Rebuilding Place in the Urban Space

"A community’s physical form, rather than its land uses, is its most intrinsic and enduring characteristic." [Katz, EPA] This blog focuses on place and placemaking and all that makes it work--historic preservation, urban design, transportation, asset-based community development, arts & cultural development, commercial district revitalization, tourism & destination development, and quality of life advocacy--along with doses of civic engagement and good governance watchdogging.

Thursday, November 13, 2008

More thinking about robust systems

(these days I am thinking I should be a organizational-systems analyst, not a planner)...

One of the things that sucks in dealing with municipal issues is the level of discourse. If you look at how various agencies work from a systems standpoint, when negative events occur on a regular basis, or generate additional work for other agencies, then you can argue soundly that the system-result is flawed.

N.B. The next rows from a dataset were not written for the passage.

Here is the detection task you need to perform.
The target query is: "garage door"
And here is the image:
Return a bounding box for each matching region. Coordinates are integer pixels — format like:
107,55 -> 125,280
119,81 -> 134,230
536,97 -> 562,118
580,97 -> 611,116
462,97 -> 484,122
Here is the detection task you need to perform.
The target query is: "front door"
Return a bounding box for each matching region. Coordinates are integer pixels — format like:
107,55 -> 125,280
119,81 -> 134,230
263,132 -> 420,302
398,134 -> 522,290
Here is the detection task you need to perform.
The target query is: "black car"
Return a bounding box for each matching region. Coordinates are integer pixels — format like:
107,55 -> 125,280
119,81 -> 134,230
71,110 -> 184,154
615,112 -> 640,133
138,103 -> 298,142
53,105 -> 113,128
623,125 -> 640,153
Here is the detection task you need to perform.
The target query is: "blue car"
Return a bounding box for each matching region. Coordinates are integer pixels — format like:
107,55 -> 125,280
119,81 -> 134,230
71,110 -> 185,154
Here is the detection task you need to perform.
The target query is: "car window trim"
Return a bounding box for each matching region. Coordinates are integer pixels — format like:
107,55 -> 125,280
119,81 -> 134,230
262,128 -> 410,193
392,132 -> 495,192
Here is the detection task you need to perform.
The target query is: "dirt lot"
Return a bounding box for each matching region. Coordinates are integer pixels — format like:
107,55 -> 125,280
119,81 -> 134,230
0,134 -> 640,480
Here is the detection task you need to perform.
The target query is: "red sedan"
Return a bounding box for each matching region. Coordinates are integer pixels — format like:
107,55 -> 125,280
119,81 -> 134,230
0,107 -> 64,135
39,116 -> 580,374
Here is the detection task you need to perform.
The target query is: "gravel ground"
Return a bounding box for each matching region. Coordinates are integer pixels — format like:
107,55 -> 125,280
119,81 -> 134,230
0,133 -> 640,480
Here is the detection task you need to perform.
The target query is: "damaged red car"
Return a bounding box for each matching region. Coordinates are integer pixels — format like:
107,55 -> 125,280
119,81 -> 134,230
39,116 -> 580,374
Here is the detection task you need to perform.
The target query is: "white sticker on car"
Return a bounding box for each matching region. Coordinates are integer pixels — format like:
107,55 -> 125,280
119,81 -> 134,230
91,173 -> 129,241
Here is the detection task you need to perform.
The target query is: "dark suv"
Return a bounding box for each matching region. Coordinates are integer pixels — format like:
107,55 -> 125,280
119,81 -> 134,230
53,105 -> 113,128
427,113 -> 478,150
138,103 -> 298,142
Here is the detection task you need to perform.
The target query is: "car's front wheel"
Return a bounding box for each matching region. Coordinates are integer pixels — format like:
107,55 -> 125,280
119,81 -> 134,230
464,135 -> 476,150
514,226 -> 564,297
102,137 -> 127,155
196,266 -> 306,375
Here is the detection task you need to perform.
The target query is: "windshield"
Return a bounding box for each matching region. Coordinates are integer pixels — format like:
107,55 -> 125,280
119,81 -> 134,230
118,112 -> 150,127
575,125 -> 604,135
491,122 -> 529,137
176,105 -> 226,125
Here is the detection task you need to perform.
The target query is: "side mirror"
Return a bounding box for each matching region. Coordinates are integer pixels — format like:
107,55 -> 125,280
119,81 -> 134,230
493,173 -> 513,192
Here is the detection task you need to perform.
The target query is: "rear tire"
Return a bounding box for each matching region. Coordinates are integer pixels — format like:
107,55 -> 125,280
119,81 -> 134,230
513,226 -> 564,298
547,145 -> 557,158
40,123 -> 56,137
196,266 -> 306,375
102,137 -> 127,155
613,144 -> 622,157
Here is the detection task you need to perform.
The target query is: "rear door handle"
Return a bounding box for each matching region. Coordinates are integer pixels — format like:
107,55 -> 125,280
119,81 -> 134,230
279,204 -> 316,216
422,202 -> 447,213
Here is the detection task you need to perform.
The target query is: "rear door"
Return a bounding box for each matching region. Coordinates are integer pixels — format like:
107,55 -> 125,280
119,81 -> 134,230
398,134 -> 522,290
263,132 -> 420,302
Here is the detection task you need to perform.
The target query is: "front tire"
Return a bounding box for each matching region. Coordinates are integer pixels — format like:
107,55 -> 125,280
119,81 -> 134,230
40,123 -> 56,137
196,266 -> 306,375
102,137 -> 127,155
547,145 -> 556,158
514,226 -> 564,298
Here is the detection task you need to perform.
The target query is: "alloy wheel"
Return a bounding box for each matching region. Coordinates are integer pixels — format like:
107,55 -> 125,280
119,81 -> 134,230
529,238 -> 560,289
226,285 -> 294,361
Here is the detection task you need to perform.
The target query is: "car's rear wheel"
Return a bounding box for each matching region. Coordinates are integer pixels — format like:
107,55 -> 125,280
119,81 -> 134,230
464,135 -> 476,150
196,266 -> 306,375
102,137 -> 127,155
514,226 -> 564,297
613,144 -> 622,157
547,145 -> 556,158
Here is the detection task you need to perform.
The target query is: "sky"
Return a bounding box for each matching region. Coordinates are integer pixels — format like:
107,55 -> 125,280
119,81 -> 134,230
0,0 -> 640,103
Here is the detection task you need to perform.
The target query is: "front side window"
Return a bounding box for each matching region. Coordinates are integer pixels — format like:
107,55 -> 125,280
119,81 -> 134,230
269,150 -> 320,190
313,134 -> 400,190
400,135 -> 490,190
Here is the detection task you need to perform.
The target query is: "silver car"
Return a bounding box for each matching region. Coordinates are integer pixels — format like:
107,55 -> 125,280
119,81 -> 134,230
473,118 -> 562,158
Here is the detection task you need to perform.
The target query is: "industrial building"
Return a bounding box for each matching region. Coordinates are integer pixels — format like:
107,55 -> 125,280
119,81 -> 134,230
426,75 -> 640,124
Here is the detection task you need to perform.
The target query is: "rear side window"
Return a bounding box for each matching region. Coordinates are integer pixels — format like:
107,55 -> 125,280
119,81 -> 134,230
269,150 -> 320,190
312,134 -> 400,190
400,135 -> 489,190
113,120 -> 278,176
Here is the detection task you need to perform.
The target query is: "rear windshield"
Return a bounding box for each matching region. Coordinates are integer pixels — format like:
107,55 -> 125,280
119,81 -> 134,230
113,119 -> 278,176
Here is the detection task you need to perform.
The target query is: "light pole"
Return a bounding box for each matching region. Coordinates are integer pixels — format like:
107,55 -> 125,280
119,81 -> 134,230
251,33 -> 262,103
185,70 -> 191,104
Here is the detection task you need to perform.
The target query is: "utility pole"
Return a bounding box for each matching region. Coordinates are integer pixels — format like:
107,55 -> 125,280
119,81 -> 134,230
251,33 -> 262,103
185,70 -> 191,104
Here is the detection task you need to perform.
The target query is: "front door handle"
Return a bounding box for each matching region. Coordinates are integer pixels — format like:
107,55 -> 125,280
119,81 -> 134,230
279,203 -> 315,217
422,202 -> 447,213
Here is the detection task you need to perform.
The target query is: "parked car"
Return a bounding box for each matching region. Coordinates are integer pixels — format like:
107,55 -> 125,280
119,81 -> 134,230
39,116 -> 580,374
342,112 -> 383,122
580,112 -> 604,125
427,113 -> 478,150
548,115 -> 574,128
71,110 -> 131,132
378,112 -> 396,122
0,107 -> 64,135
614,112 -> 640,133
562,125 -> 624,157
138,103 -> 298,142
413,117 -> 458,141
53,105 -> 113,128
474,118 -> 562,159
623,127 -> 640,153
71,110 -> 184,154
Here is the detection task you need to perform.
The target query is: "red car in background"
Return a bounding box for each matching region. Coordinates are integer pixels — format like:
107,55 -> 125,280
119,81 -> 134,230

1. One such example is the sales of singles, and the resultant problems with loitering, littering, petty crime etc. Rampant sales of such products creates more work for police officers. But the cost of providing this service isn't borne by the licensee nor paid by the agency that oversees alcoholic beverage licensing. Doing something that generates the need for police enforcement is the mark of a flawed system.

2. Similarly, the "take it outside" approach to crowd control and security in nightclubs. When problems arise. The perpetrators should be detained, and the police called to cart them off. Putting them outside merely displaces and doesn't interdict (stop) the problem. That's why people get kicked out and then shoot guns and kill people. This is an example of another flawed system.

3. Another example is road engineering. I wrote this on a list today, in response to this article, "Shocker: Speed Limits Are Useless Without Enforcement" from New York's incredible Streetsblog.

A number of us have made this point for some time, that roads typically are "over"engineered to allow high speeds, as are cars. Therefore, for areas where you don't want to encourage people to drive fast (on a road on the edge of Greater Capitol Hill in DC--still urban--a car was clocked by a speed camera going over 90mph late at night, in a zone with a posted 25mph speed limit), change the materials of the road. I myself am fond of stone Belgian Block. With it, you get physical, visual, and aural cues that you should drive more slowly. And it's not likely to be supportive of 90-100mph speeds.
Monument Avenue, Richmond
Monument Avenue, Richmond.

Using Belgian block/appropriately engineering roads based on the desired speed in many cases would eliminate the "need" for speed bumps, speed tables, and other road pimples.

So yeah, a truly "robustly" engineered road system wouldn't require secondary enforcement (police writing tickets) to optimize the system, it would engineer the system of pavements to generate the optimal result from the outset.